Open butlerpd opened 2 years ago
As a 99% solution we could ship signed precompiled models. Then only the 1% of users who use custom C models will need to find workarounds such as turning on GPU or white-listing the plugins directory in the AV.
Please check if the generic scattering calculator works on systems with this AV. It uses the numba JIT compiler to build and run the scattering calculation. If this fails, then these routines may need to be precompiled and signed rather than relying on the JIT compiler.
If numba works, then perhaps we can use the full llvm to JIT compile a module that we can call from python. Or maybe use ply (c preprocessor), pycparser (c99 parser) and llvmlite to have our own JIT C compiler. The docs say numba can target nvidia and radeon for GPU. Nothing for intel or mac M1 yet so this removes OpenCL from the mix.
TLDR; still no good answer, but if we don't mind some bloat we can probably implement an on-the-fly C compiler so the AV system doesn't see the files.
I played with cppyy to compile and run a c module on the fly:
import cppyy
cppyy.cppdef("#include <cmath>\ndouble addsin(double a, double b) { return sin(a+b); }")
cppyy.gbl.addsin(1.0, 2.0)
This uses cling as a backend, which is a C++ interpreter based on clang (a replacement for the cint interpreter in the CERN Root project). It's kind of heavy (125 MB), it's more than we need (full C++) and we already ship llvmlite as part of numba, however it should be easy to get it working with sasmodels, so a quick solution .
ppci is an entirely separate toolchain, including front ends for various languages and backends for various architectures. I got it to compile and run simple functions. I didn't sort out linking to the math library, but it includes the source to a math library in one of its examples. This is another relatively quick solution, but it is labeled as alpha quality.
I played with libclang hoping to skip cling but it only goes as far as the parse tree (AST), and doesn't have a translation to LLVM Intermediate Representation (IR) that llvmlite needs for Just in Time (JIT) compile. Using clang+llvm as a JIT doesn't take much code (see here). I haven't looked at the code in detail, but if it could be modified to return the IR that we then feed into llvmlite then it could interoperate with numba. We wouldn't want to build clang as part of sasmodels, but it could be done as a separate package.
Pushing the pycparser line (we only need C99, not C++), I tried using llvmlite_generator.py to translate the AST to IR, but the AST is slightly different, and I didn't get it to work. The code is relatively small but it would have to be updated when there are changes to either the AST or the IR. I don't know how stable they are. Note that pycparser also needs a preprocessor such as pcpp for a complete system.

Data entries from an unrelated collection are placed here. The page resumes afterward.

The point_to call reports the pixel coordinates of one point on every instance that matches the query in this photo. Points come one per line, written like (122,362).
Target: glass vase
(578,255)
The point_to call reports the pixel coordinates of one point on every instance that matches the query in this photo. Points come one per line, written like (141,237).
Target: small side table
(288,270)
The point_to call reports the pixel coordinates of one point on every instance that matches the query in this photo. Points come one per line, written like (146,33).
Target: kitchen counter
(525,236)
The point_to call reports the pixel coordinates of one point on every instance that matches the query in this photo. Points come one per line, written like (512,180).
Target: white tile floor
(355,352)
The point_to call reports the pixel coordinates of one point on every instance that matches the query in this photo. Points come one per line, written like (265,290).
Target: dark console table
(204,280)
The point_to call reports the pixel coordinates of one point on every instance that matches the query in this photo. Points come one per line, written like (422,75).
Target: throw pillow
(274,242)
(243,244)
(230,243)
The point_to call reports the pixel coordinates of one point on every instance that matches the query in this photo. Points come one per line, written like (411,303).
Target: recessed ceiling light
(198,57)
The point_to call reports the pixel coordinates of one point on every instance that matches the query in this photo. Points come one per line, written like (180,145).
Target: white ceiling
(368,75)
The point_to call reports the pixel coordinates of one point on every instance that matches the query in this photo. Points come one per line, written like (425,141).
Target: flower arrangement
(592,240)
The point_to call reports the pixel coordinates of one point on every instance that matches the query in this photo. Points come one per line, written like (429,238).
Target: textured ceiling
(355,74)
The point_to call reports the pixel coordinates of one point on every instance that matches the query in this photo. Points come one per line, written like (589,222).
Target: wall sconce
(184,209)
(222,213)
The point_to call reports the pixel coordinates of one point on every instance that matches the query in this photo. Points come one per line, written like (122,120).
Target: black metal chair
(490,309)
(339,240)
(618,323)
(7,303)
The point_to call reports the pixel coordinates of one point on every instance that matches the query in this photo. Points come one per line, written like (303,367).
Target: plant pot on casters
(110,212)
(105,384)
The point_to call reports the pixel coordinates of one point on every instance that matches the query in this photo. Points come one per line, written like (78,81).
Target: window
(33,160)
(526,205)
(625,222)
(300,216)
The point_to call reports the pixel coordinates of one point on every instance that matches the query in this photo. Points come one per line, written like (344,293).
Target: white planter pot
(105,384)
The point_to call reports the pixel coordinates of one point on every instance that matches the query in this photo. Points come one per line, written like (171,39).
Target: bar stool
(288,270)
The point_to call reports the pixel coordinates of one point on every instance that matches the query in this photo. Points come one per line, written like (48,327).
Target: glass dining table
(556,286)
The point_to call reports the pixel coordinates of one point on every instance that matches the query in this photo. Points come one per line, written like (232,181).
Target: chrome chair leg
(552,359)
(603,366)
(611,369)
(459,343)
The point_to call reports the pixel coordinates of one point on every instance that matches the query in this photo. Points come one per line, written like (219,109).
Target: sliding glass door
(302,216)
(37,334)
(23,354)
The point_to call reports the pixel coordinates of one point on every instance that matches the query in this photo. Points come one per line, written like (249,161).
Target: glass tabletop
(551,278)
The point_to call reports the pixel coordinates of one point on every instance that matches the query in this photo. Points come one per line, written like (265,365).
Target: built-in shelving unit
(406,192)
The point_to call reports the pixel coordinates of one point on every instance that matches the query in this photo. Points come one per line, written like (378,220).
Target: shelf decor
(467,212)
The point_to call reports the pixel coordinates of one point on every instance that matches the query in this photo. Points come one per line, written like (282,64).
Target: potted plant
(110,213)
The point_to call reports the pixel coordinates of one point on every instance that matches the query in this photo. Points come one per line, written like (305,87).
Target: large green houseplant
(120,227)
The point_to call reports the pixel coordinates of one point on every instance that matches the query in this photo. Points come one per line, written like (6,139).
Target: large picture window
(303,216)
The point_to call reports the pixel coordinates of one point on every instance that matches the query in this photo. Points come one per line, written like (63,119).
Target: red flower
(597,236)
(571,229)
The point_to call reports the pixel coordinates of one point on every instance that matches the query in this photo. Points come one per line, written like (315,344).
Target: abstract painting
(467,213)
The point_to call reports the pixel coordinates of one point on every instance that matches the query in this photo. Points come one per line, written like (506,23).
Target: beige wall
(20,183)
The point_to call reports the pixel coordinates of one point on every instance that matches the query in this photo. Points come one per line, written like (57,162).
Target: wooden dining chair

On a related note, the tinycc daily build might support mac arm processors but I didn't try (no Mac to test it on). There are other small c compilers but for various reasons (architecture and/or os support) I don't think any of them are viable. And anyway it doesn't solve the AV problem.
Secondary note: the AV may be simplistic. We may be able to rename the file from .dll/.so and the problem goes away.
It would still be nice to ship a small compiler for mac so that users do not have to deal with the XCode command line utils install.
several reports have now come in that at least the Trend Micro AV Software seems to flag the compiled C model code as a threat and quarantines it. This will happen while running sasview so that the model just stops working. This can be avoided by blocking the .sasview/plugin directory but that is bit of a pain.
Not sure what the answer is but suspect this may become more problematic with time? This clearly needs some investigation.